Within the field of electronic radio communication devices, there is a desire to reduce the overall size of such devices. Additionally, the reduction in size of electronic components recently has allowed, the size of printed wiring board (PWBs) to be reduced.
Antenna arrangements for radio communication devices usually include unbalanced resonant antennas which require a ground plane to operate. In most devices, the printed wiring board acts as the ground plane for the antenna elements. If the largest dimension of the ground plane is of the order of λ/2 or a multiple of λ/2 (where λ is equal to the operating wavelength), the ground plane can also support radiating resonant modes of its own. At radio communication frequency bands (850 MHz for example), miniaturization of antenna elements can be achieved by using the antenna elements not only as radiators but also to excite resonant modes of the ground plane which then radiates a significant portion of the signal from the device.

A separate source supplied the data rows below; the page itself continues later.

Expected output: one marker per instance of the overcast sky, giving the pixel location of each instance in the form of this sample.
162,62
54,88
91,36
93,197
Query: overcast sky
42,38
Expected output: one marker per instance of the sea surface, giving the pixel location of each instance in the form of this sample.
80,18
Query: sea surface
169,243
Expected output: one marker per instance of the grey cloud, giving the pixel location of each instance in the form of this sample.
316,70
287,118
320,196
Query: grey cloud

In order to maximise the operational bandwidth of a relatively small antenna element on a portable radio communication device, resonant frequencies of the resonant modes of the antenna and the ground plane should be substantially equal and there should be relatively strong coupling between the resonant modes. The lowest order mode of the ground plane resonates when its largest dimension (usually the length) is equal to λ/2. Antenna elements can affect the electrical length of the ground plane, making it either electrically longer or shorter than the physical length of the ground plane. Further ground plane resonances occur when the electrical length of the ground plane is a multiple of λ/2. The optimal ground plane lengths (or other dimensions) for different frequencies can be found using characteristic mode analysis, for example.
The electrical length is the length of a current path expressed in terms of the wavelength. The electrical length may be related to the physical length of the ground plane for longitudinal resonant modes or the width of the ground plane for transverse resonance modes. The electrical length need not be equal to any of the physical dimensions, as for example meandering or adding discrete components change the electrical length. In addition, adding a slot in the ground plane makes the electrical length longer as the current path is a combination of transverse and longitudinal components. A device will usually have multiple electrical lengths as different antennas generate different current distributions and resonance modes at the various operating frequencies.
As the size of the printed wiring board is reduced (below 100 mm for example), the performance of the antenna arrangement may be worsened due to the printed wiring board having an electrical length which is too short for the desired operational frequency band. Consequently, it may be difficult to achieve reasonable antenna performance in a relatively small device.
It would therefore be desirable to provide an alternative antenna arrangement.